POST
/
chat
/
completions
curl --request POST \
  --url https://api.venice.ai/api/v1/chat/completions \
  --header 'Authorization: Bearer <token>' \
  --header 'Content-Type: application/json' \
  --data '{
  "model": "dolphin-2.9.2-qwen2-72b",
  "messages": [
    {
      "role": "user",
      "content": "What is the capital of France?"
    }
  ]
}'

Authorizations

Authorization
string
header
required

Bearer authentication header of the form Bearer <token>, where <token> is your auth token.

Body

application/json
messages
object[] | null
required

A list of messages comprising the conversation so far.

model
any
required

ID of the model to use, or the model trait to select the model from.

frequency_penalty
number | null
default:
0

Number between -2.0 and 2.0. Positive values penalize new tokens based on their existing frequency in the text so far, decreasing the model's likelihood to repeat the same line verbatim.

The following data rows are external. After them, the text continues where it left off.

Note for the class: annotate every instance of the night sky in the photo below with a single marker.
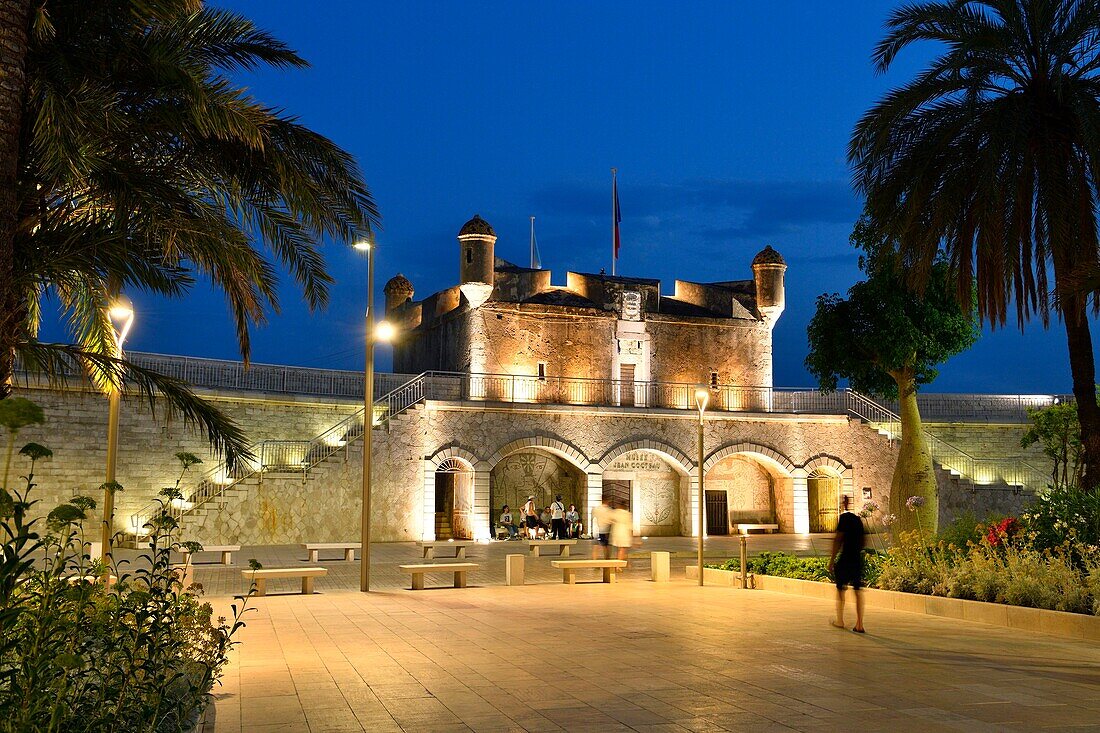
(727, 121)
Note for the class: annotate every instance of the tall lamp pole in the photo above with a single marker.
(702, 396)
(121, 314)
(373, 334)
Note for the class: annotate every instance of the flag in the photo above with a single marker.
(617, 215)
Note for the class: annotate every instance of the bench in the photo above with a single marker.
(459, 545)
(227, 553)
(562, 546)
(307, 576)
(315, 548)
(745, 528)
(459, 569)
(569, 568)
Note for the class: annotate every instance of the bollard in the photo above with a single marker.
(659, 567)
(745, 561)
(514, 570)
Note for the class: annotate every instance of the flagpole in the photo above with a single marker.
(614, 223)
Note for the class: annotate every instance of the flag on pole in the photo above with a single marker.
(617, 217)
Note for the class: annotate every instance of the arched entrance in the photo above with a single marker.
(535, 472)
(823, 490)
(740, 489)
(652, 488)
(454, 500)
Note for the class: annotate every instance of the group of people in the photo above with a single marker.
(553, 522)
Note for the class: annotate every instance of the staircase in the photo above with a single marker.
(224, 483)
(957, 462)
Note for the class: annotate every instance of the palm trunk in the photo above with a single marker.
(1082, 369)
(914, 474)
(14, 30)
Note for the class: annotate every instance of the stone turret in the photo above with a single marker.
(477, 260)
(768, 269)
(398, 292)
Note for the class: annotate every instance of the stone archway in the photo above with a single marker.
(658, 483)
(542, 468)
(750, 484)
(454, 500)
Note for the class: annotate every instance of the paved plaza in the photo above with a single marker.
(635, 656)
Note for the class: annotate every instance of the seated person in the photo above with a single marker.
(545, 523)
(572, 523)
(508, 523)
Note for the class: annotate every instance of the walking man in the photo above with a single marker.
(558, 518)
(848, 568)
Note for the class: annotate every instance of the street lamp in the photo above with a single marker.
(121, 315)
(702, 396)
(374, 334)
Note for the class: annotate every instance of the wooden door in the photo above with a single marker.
(717, 513)
(618, 491)
(626, 385)
(824, 495)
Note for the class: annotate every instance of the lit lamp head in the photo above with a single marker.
(364, 245)
(702, 396)
(121, 313)
(384, 331)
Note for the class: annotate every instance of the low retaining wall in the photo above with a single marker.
(1056, 623)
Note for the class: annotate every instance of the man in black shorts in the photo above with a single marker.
(848, 567)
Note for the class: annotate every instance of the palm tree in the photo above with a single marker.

Required range: -2 < x < 2
max_completion_tokens
integer | null

An upper bound for the number of tokens that can be generated for a completion.

max_tokens
integer
deprecated

Maximum number of tokens to generate.

presence_penalty
number | null
default:
0

Number between -2.0 and 2.0. Positive values penalize new tokens based on whether they appear in the text so far, increasing the model's likelihood to talk about new topics.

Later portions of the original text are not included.